Two commits on remove-deprecated-rpcs-20, both addressing the
signature-verification failure introduced when multi: remove tor v2 onion address encoder paths (30ed7a6) made the wire codec asymmetric
for v2 onion addresses.

17e65bb22 -- multi: keep wire codec faithful for legacy v2 onion addresses

Transient design. Restored byte-level fidelity in the wire codec but
still filtered v2 at storage entry.

• lnwire/node_announcement.go -- removed the post-Decode v2 strip so
  DataToSign sees the original signed bytes.
• lnwire/writer.go -- restored the v2 branch in WriteOnionAddr and
  deleted ErrV2OnionAddrNotSupported. Encode/DataToSign now round-trip
  v2.
• lnwire/writer_test.go -- onion address v2 rejected -> onion address v2 with concrete expected bytes.
• graph/db/models/node.go -- NodeFromWireAnnouncement strips v2 when
  copying msg.Addresses into the Node (filtering moved out of the codec
  but still pre-storage).
• netann/node_announcement_test.go -- new regression test: signs a
  [v3, v2, ipv4] announcement, round-trips, verifies signature passes,
  asserts v2 dropped from Node.Addresses.

f8a4e4c4d -- multi: persist v2 onion addresses and filter at consumption sites

Pivot. Stops filtering at storage entry so we can reproduce signed
bytes after a restart, and moves the v2 drop to the dial site.

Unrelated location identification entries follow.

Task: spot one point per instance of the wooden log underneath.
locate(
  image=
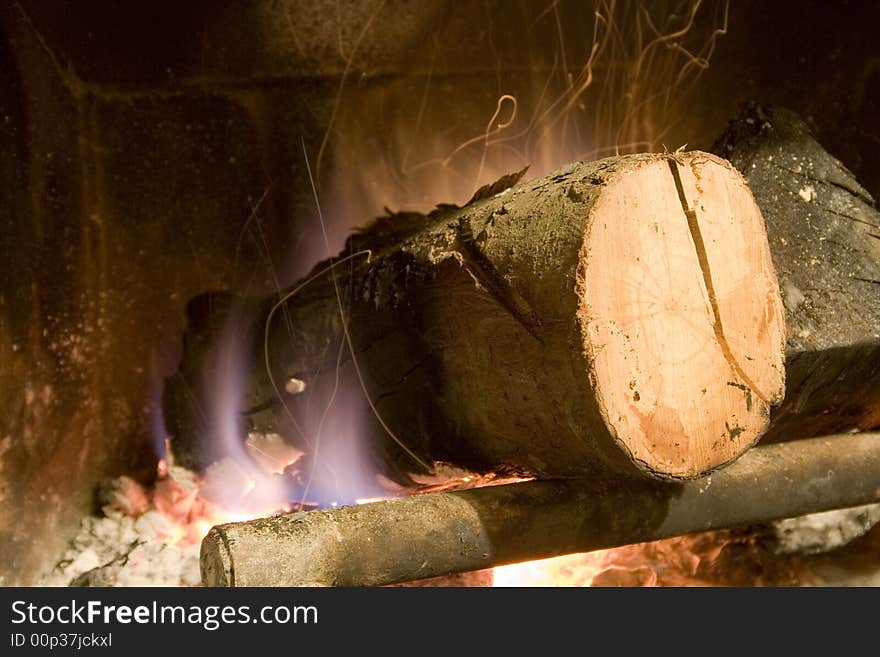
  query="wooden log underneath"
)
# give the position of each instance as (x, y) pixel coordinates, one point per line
(617, 316)
(441, 533)
(824, 234)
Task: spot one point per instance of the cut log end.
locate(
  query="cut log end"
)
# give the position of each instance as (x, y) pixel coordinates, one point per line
(681, 314)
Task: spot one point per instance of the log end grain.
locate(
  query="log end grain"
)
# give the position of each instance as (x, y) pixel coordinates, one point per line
(681, 314)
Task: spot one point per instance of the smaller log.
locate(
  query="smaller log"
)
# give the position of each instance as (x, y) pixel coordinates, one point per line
(441, 533)
(824, 234)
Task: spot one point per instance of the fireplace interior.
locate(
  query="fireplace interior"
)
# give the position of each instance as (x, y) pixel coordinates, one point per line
(166, 164)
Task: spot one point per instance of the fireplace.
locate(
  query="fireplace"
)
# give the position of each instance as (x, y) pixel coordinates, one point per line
(157, 158)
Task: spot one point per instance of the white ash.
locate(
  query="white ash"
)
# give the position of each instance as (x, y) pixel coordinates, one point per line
(127, 545)
(822, 532)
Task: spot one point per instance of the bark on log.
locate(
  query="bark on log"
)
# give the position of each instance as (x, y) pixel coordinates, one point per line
(621, 315)
(440, 533)
(824, 234)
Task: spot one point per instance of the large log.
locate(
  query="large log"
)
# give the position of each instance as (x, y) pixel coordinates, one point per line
(621, 315)
(824, 234)
(439, 533)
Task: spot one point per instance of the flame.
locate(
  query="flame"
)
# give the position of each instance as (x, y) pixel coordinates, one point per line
(617, 96)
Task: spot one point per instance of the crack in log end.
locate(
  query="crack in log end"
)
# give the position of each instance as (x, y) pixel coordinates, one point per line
(703, 258)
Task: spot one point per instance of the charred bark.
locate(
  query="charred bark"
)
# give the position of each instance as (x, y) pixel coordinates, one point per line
(824, 234)
(617, 316)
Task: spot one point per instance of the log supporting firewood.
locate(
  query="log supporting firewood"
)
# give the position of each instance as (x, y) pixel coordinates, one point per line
(824, 234)
(439, 533)
(621, 315)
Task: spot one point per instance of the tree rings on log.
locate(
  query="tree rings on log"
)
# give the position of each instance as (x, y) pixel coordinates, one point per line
(620, 316)
(682, 317)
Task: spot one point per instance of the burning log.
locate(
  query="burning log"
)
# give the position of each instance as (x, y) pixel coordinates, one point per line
(824, 237)
(439, 533)
(618, 316)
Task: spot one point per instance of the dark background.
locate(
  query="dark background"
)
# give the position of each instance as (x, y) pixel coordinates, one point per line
(152, 151)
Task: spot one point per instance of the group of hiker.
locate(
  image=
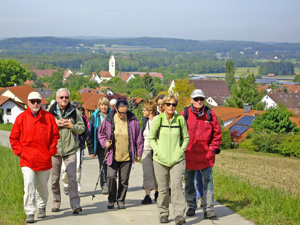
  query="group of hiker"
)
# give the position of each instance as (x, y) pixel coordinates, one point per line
(171, 146)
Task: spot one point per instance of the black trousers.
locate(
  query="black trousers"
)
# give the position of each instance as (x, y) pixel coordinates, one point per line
(122, 169)
(103, 173)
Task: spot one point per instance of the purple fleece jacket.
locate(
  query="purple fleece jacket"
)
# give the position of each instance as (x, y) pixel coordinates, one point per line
(135, 136)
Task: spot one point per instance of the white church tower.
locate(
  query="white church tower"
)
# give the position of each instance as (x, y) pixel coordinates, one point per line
(112, 66)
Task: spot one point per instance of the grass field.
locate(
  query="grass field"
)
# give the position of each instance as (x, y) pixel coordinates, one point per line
(263, 188)
(11, 189)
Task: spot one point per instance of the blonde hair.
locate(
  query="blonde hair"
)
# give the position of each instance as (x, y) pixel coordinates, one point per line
(150, 106)
(103, 100)
(169, 97)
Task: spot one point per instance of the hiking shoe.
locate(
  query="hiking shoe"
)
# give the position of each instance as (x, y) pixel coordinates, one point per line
(77, 209)
(179, 220)
(163, 219)
(147, 200)
(66, 190)
(200, 202)
(155, 196)
(190, 212)
(42, 213)
(55, 209)
(105, 190)
(210, 215)
(30, 218)
(110, 205)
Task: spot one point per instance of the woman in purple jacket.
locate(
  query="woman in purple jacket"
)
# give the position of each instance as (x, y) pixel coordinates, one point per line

• graph/db/models/node.go -- NodeFromWireAnnouncement no longer strips;
  Node.Addresses carries v2 into storage.
• graph/db/addr.go -- restored the v2 branch in encodeOnionAddr so the
  DB persists v2. Deleted FilterSerializableAddrs. Added
  FilterReachableAddrs (the inverse intent: addresses we can dial
  today).
• channeldb/codec.go, channeldb/nodes.go, graph/db/kv_store.go --
  dropped the FilterSerializableAddrs calls on every write path; the
  scalar net.Addr case in codec.go simplified back to plain
  SerializeAddr.
• server.go::fetchNodeAdvertisedAddrs -- applies FilterReachableAddrs
  so the dialer skips v2.
• channeldb/codec_test.go -- rewritten for the "preserve, don't filter"
  contract.
• netann/node_announcement_test.go -- regression test updated: v2 must
  survive into Node.Addresses so re-broadcast can reproduce the signed
  bytes.

Net effect

Invariant: what the peer signed = what we store = what we re-emit. lnd
still never produces v2 itself (lncfg refuses it as input). v2 is
dropped only at the dial site, where Tor stopped serving v2 in October
2021 anyway.

If this is the desired behavior we want, I'll squash and rebase the commits.

I'm working on separating this PR into 2 different ones. One for the tor changes and another for the removal of the deprecated RPC. It's probably make it easier to review both.